Я увидел билборды с надписями «Мы вежливые люди» и так далее, вот этих люмпенов, которые ходили по улицам. Было очень некомфортно
– Я приехал на день рождения к своему родственнику буквально на три дня, въехал через все блокпосты. Я был уверен, что не будет претензий, но в то же время сохранялось чувство опасности: я все-таки поддержал Майдан. Это был июнь 2014 года, за месяц до того, как я пошел в военкомат. Я увидел билборды с надписями «Мы вежливые люди» и так далее, вот этих люмпенов, которые ходили по улицам. Было очень некомфортно. Поздравив своего близкого человека, я быстренько сел на автобус и уехал в Черновцы, а потом во Львов.

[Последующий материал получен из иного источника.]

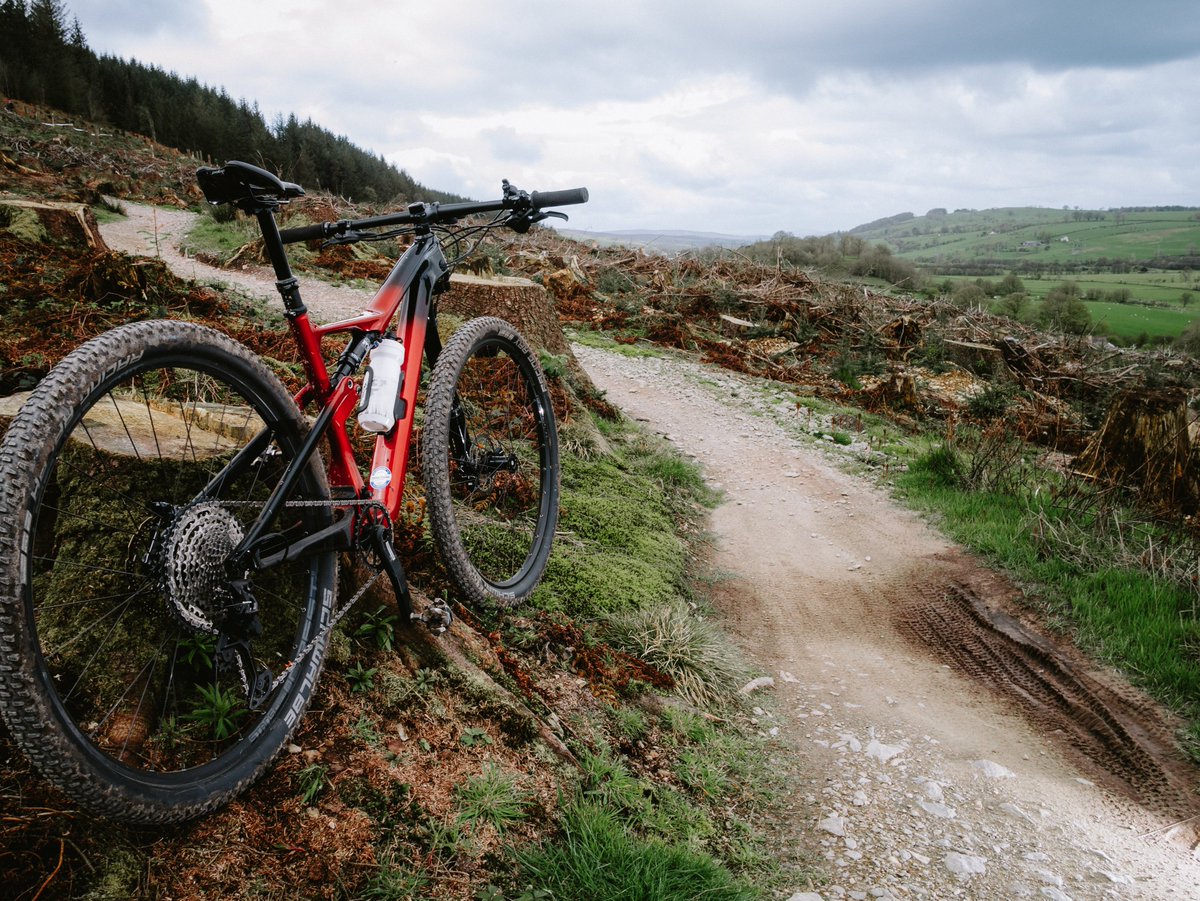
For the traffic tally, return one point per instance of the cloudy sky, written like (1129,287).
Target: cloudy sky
(744,116)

– Крымчане в массе своей во время Евромайдана получали информацию о происходящем в Киеве из уст коллективного Дмитрия Киселева. Еще в марте 2014 года, когда Виктор Янукович покинул Украину, паника началась не только среди зрителей российского телевидения, но и среди чиновников. На этих панических настроениях во многом удалось сыграть и самому Сергею Аксенову, и его российским кураторам. Хотелось бы напомнить, что именно он говорил о событиях в Киеве в марте 2014 года.
Точка зрения:
«Государство, в котором волею судеб мы вместе с вами оказались после распада Советского Союза, попало под власть нелегитимного правительства, члены которого сели в свои кресла при помощи насилия и прямого террора, осуществленного руками радикалов и обманутых ими граждан. Противоестественный союз олигархов-космополитов, нажившихся на расхищении наследия советской эпохи, с неонацистами, взращенными за последние 23 года на идее ненависти к братскому русскому народу и к нашей общей славной истории, теперь выступает от имени украинского народа, и что особенно отвратительно, от имени жителей Юго-Востока».
– Я вот сейчас слушаю – это абсолютно советская номенклатурная речь, даже по интонациям.

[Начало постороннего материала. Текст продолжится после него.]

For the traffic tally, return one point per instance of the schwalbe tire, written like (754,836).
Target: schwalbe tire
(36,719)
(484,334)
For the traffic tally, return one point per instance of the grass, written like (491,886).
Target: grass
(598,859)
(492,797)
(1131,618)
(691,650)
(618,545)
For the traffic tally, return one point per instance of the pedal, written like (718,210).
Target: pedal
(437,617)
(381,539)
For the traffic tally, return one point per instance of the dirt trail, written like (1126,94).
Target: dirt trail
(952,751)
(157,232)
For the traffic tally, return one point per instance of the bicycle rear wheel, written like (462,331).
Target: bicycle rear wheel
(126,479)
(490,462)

– Она читается с бумаги, это хорошо слышно.
– Часто так происходит, что крымчане, которые остаются жить на полуострове, придерживаются проукраинских взглядов, но в социальных сетях их значительно реже слышно, чем пророссийски настроенных. Многие стараются не афишировать свои взгляды, если продолжают жить там. Поэтому у многих людей с материковой части Украины возникает ощущение, что Крым, конечно, несправедливо отнят, аннексирован, но при этом, может быть, не стоит его возвращать, потому что он ментально чужой и так далее. Что сослуживцы ваши говорили о Крыме? Как они видят будущее полуострова?

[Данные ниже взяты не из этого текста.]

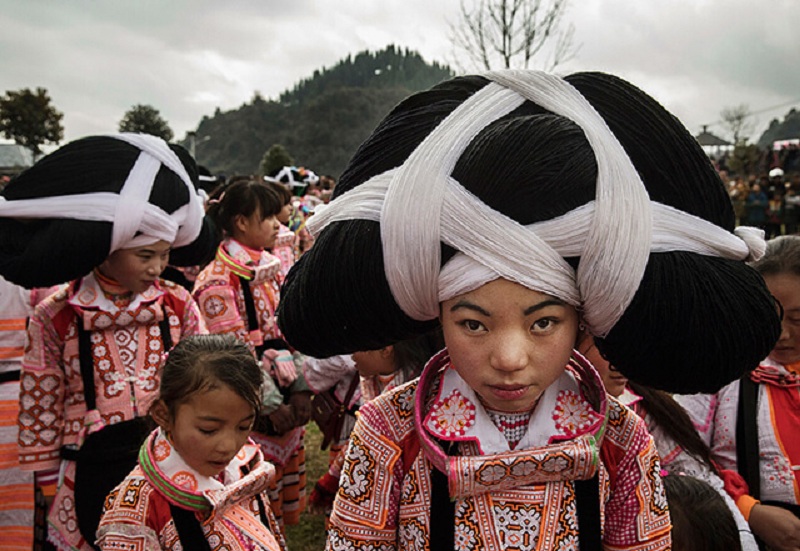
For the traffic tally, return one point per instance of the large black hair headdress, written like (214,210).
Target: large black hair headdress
(72,209)
(584,188)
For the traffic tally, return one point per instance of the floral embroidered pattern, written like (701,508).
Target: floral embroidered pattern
(572,415)
(452,415)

В основном те, кто из Крыма, готовы воевать до конца, как и те люди, которые прекрасно понимают, что Крым – это часть Украины, и что он заслуживает того, чтобы за него бороться
– В основном, конечно, готовы драться до конца. Я знаю, что будет много торгов вроде «закончим войну на Востоке, но признаем Крым», или еще какие-то. Это все очень надолго. Мне очень симпатичен Михеил Саакашвили с его высказыванием о том, что на Чонгаре – это «крик души», а ситуация с Крымом поменяется, только когда поменяется ситуация в Москве. В основном те, кто из Крыма, готовы воевать до конца, как и те люди, которые прекрасно понимают, что Крым – это часть Украины, и что он заслуживает того, чтобы за него бороться. Ситуация очень неоднозначная и сложная. Знаете, я взял с собой камешек и бумеранг. Я люблю такие штучки. Я хочу этим сказать, что очень быстро все в природе возвращается на свои места. Мое окончательное и монолитное мнение – что во Вселенной не может быть какого-то дисбаланса, рано или поздно все встанет на свои места.
– Мы все живем в эпоху глобальной тектоники. У человека, который жил в Советском Союзе в 1987 или 1988 году, наверное, было ощущение, что все это навсегда. Да, вокруг могут меняться декорации, но суть будет оставаться неизменной, и хребет Советского Союза, который начал расти в 1918 году, переломить будет невозможно – так казалось. Потом года через три – бах! – и все начало резко меняться. Поэтому всякий раз, когда вам рассказывают, что нынешняя реальность навсегда и неизменна, знайте: вас обманывают.